This work is organized as follows. Firstly, the experimental set-up is introduced. Secondly, the RCCI control problem and the proposed RCCI engine control architecture are addressed in Section 3. Thirdly, Section 4 provides details on the systematic control design approach. For the developed controller, experimental results are presented and discussed in Section 5. Finally, the main conclusions and directions for future research are summarized.

2. Experimental Setup

Figure 1 shows a scheme of the studied heavy-duty engine platform, which is based on a modern, six-cylinder EURO-VI diesel engine.
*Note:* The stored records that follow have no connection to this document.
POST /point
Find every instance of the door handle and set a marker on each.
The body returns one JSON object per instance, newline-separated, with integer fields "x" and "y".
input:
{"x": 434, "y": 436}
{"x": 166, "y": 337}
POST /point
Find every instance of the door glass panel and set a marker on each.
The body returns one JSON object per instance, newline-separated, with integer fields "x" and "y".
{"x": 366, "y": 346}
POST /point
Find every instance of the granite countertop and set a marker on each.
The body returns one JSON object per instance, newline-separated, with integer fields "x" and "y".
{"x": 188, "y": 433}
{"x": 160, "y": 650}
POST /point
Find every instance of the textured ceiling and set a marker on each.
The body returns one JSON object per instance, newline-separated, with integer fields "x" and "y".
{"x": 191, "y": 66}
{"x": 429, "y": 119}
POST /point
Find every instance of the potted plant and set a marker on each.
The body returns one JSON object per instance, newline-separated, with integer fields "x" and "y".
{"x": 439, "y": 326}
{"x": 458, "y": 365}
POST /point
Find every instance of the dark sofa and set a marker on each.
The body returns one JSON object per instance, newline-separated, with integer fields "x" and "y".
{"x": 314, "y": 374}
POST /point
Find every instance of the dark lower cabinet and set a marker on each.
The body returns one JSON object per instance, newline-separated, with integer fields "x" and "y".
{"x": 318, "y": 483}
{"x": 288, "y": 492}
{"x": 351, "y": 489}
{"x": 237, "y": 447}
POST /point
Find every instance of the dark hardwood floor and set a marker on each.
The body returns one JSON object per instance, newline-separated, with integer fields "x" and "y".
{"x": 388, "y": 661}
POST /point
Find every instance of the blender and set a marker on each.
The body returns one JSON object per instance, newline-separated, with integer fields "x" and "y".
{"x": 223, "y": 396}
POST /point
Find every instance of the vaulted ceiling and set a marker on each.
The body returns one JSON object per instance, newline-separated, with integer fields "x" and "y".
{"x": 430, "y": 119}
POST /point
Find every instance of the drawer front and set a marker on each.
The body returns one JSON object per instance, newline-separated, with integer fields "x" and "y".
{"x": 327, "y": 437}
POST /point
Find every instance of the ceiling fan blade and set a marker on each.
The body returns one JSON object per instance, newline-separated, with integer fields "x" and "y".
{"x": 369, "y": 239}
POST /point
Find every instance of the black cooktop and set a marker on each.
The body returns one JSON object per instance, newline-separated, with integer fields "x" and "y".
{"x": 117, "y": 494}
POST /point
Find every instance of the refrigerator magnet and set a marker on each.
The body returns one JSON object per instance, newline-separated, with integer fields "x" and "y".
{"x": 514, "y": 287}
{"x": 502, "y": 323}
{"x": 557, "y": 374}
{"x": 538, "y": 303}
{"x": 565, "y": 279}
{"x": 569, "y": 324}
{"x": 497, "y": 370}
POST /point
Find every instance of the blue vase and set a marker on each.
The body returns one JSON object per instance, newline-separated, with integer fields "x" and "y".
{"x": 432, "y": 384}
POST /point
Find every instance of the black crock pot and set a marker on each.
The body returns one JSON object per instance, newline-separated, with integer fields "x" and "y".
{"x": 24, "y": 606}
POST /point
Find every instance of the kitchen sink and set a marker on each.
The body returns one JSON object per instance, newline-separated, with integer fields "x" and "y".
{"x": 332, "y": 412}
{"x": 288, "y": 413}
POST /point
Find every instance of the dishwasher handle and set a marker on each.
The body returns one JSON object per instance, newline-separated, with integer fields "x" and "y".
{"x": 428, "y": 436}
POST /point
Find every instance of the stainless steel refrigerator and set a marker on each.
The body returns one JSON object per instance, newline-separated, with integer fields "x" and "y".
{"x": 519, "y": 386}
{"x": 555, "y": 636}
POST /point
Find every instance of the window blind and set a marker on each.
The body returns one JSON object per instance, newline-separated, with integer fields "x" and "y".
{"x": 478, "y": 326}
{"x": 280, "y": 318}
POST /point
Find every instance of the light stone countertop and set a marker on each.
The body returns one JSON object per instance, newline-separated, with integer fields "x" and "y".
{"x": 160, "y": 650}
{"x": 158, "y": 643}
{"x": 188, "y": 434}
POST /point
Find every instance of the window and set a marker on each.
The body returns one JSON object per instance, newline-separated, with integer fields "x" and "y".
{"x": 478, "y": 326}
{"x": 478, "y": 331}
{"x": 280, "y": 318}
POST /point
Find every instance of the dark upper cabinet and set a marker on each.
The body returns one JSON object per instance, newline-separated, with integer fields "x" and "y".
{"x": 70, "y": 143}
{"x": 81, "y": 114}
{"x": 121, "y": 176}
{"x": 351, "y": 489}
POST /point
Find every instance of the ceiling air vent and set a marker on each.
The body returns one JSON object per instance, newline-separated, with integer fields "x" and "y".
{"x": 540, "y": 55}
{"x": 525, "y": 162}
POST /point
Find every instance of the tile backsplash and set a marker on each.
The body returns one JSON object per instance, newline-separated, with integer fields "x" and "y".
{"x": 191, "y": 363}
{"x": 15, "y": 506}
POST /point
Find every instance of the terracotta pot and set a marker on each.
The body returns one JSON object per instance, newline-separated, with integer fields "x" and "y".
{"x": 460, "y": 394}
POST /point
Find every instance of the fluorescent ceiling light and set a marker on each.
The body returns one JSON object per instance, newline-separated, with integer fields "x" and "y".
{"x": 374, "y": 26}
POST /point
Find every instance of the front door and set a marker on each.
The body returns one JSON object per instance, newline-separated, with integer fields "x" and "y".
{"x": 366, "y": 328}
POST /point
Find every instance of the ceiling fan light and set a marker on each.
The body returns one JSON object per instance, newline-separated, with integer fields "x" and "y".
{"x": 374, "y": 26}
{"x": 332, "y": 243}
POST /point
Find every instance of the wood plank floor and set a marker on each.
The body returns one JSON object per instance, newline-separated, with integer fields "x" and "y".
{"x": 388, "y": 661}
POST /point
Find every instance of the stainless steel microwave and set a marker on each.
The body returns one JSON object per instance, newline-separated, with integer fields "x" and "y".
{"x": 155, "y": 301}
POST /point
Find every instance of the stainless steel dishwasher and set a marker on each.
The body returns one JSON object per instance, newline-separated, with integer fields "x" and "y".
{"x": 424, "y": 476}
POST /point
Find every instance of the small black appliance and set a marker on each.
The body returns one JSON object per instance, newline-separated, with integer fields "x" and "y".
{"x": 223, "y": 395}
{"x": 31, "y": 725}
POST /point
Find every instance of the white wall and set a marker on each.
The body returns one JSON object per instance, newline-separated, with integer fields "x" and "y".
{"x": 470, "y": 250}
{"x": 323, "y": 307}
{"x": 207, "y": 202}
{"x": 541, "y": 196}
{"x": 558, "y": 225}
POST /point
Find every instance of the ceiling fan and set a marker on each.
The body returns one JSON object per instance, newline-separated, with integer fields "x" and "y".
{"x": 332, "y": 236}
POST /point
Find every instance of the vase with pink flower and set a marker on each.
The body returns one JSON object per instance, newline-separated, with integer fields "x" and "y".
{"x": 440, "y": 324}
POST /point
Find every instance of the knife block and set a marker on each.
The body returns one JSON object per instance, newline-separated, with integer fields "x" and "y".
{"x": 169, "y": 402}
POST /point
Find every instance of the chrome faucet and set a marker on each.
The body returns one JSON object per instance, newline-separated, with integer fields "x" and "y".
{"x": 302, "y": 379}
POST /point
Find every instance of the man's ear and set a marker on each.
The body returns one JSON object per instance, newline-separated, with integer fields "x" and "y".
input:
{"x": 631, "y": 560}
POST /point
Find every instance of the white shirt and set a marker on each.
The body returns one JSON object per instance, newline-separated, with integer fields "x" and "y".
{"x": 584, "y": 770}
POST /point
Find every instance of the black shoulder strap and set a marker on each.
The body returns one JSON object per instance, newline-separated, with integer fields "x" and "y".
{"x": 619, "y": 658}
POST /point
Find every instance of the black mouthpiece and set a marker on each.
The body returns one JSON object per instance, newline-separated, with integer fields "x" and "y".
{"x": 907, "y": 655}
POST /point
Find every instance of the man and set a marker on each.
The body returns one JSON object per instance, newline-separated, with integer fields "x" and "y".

This standard production engine is equipped with a common rail direct injection (DI) system for diesel and a cooled, high-pressure exhaust gas recirculation (EGR) system. For advanced dual fuel RCCI research, the following hardware changes are implemented:
  • E85 injection system with port fuel injection (PFI) for all cylinders as well as single point injection (SPI) capability;
  • Modified piston;
  • Modified turbocharger with a variable geometry turbine (VGT);
  • Pressure sensor in each cylinder.
Implementation of the SPI system required an adaptation of the EGR system; a 4kW electric heater and mixer with six injectors equally distributed around the circumference are installed downstream of the EGR cooler. The E85 fuel quantity injected in the EGR flow can mix with (fresh) air flow, which results in a homogeneous mixture of fuel, air, and combustion products from previous cycles in the intake manifold. By adding PFI capability, we can compensate for uneven mixture distribution over the cylinders. It is noted that the baseline common rail diesel injection system remained unchanged. The main engine specifications are listed in Table 2.

2.1. Data Acquisition

Engine performance is analyzed using various temperature, pressure, mass flow, and rotational speed sensors. In addition, post-turbine gaseous emissions are measured by a Horiba MEXA-ONE unit. These signals are sampled at 10 Hz by the engine test bed automation system.
For combustion analysis, an AVL Indimodul 621 in combination with Kistler 2853 charge amplifiers are available. This engine indication system acquires both crank angle data from an AVL 365x pulse system and data from the Kistler 6125C in-cylinder pressure sensors at 0.1 deg CA resolution.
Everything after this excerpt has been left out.